An altogether more damaging sense of dislocation can be found in Jospeh Horgan’s collection. Slipping Letters Beneath the Sea remembers those vast cohorts of Irish men who lived out their lives in Kilburn bedsits, finding consolation perhaps in whiskey and Radio Eireann broadcasts. ‘Like Skin’, the collection’s opening poem, remembers these lost souls who spent their lives ‘Placing bets, buying drinks, staring at the ceiling’.

In poem after poem Horgan depicts the crushing indignities of this emigrant lifestyle: the terse telegrams announcing deaths from over the water, the casual discrimination, the sense, so vividly portrayed in ‘When the Irish went to England to have Children’, of belonging neither in their homeland nor in the land they now reluctantly call home. Another prominent aspect of this emigrant experience is portrayed in ‘Cathedral Light’, which captures perfectly the mingled ‘futility and abandon of afternoon drinking’.

Some of Horgan’s most affecting poems deal with emigrant loneliness, a theme familiar from many an Irish sing-song. Horgan makes several worthwhile contributions to this genre. ‘A Mathematical Love of Distance’ finds the speaker losing himself in ‘imaginary Connemaras on the wall’. ‘Minor Movements in the History of Emigration’ depicts an emigrant haunted by and pining for his native Irish soil:

I leave knowing
that I will only ever be
of this parish.
The sea mocks me,
Childhood voices taunt me.

Most memorable are the poems where Horgan gives rein to his anger at Ireland for failing so much of her population, for forcing them into a brutal but unspectacular form of exile. Poems such as ‘Citizen’ and ‘Coming Back’ are bracing in their bitterness. ‘To Those Who Have Inherited a Country’ provides the emigrants’ perspective on the Celtic Tiger boom, wryly declaring that ‘Ah, if we’d only known / We’d have stayed’. These poems sting like whiskey and imbibing them it is easy to see why Horgan was garlanded with 2004’s Patrick Kavanagh award.

But there is more here than emigration. The wonderful ‘Imperial Road’ and ‘Demesne’ dramatise a city boy’s encounters with nature, as does a well observed sequence on bird-life. The poet’s childhood is vividly conjured in ‘Braves’ and ‘Kitchen Sink’, poems that stress his keen sense of family loyalty and inheritance. The fear and indignity of growing older are tackled in ‘Diving’ and in ‘Job’, a fine piece that might have been even finer with the removal of its last four lines.
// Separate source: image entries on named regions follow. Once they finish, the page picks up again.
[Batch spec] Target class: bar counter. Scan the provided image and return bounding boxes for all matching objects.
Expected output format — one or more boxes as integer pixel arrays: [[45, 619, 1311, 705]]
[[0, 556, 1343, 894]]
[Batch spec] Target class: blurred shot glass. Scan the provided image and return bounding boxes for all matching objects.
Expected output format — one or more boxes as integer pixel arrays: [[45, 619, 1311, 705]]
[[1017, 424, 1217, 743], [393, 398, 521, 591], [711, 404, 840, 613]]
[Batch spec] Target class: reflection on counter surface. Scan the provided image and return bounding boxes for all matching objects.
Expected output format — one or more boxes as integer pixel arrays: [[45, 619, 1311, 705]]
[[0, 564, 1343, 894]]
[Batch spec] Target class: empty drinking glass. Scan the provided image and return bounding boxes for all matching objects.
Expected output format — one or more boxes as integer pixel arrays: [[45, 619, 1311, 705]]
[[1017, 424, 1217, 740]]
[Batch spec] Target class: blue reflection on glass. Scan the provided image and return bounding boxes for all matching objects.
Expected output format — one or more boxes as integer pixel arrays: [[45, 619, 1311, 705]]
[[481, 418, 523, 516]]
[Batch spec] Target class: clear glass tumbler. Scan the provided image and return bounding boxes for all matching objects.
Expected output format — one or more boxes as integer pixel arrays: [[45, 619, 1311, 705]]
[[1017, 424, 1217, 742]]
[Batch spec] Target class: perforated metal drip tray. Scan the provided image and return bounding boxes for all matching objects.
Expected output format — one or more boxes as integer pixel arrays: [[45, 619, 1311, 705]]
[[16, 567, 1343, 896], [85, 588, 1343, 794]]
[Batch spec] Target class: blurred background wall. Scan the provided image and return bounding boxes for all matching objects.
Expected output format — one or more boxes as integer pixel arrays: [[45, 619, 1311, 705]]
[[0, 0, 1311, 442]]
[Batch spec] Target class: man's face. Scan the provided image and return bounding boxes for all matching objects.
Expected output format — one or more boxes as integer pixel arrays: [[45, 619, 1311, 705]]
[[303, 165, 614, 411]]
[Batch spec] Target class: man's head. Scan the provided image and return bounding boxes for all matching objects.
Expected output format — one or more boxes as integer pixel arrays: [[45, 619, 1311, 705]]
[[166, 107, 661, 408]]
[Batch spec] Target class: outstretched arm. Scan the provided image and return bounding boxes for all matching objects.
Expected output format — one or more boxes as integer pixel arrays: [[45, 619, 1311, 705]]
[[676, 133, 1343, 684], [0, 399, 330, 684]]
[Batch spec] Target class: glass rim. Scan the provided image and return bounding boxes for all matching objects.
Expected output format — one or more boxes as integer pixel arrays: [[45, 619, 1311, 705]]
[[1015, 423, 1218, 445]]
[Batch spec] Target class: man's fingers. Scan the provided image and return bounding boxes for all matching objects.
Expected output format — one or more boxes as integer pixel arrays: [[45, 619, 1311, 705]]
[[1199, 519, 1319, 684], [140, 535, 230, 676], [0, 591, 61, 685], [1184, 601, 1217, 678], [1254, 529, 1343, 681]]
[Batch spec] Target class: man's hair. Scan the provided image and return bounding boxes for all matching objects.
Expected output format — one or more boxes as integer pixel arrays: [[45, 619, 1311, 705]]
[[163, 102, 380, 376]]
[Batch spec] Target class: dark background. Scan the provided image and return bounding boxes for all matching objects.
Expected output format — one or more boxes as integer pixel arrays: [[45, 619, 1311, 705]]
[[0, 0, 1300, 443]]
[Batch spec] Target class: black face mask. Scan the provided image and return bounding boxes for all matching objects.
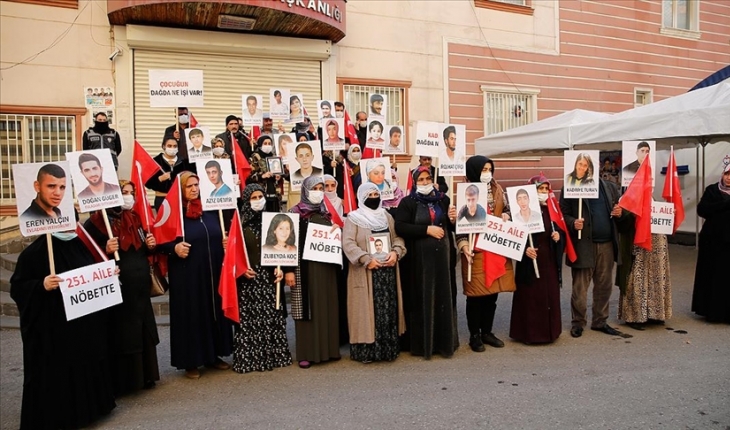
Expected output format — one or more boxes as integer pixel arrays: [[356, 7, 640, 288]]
[[363, 197, 380, 210]]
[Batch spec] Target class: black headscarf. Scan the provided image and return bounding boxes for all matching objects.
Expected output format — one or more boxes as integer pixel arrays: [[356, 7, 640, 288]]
[[466, 155, 494, 182]]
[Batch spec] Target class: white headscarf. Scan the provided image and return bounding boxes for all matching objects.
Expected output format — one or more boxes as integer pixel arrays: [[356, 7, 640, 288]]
[[347, 182, 388, 231]]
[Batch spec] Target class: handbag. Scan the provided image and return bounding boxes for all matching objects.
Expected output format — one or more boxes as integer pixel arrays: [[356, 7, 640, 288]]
[[150, 261, 170, 297]]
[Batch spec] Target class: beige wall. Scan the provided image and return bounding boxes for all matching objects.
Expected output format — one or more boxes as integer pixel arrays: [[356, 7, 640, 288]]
[[0, 0, 114, 112]]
On this showing Horgan is a poet whose future progress will surely be of interest and deserves to be monitored closely. However, like many first collections Slipping Letters Beneath the Sea could have benefited from pruning. Losing ten or fifteen of the weaker poems would have considerably sharpened the book’s definition. The pseudo-mediaeval cover image is also poorly chosen, being not in the least reflective of the poet’s up-to-the-minute tone and subject matter. But enough grumbling. Horgan’s poems deserve to find a readership, especially when he’s at his acerbic and bitter best.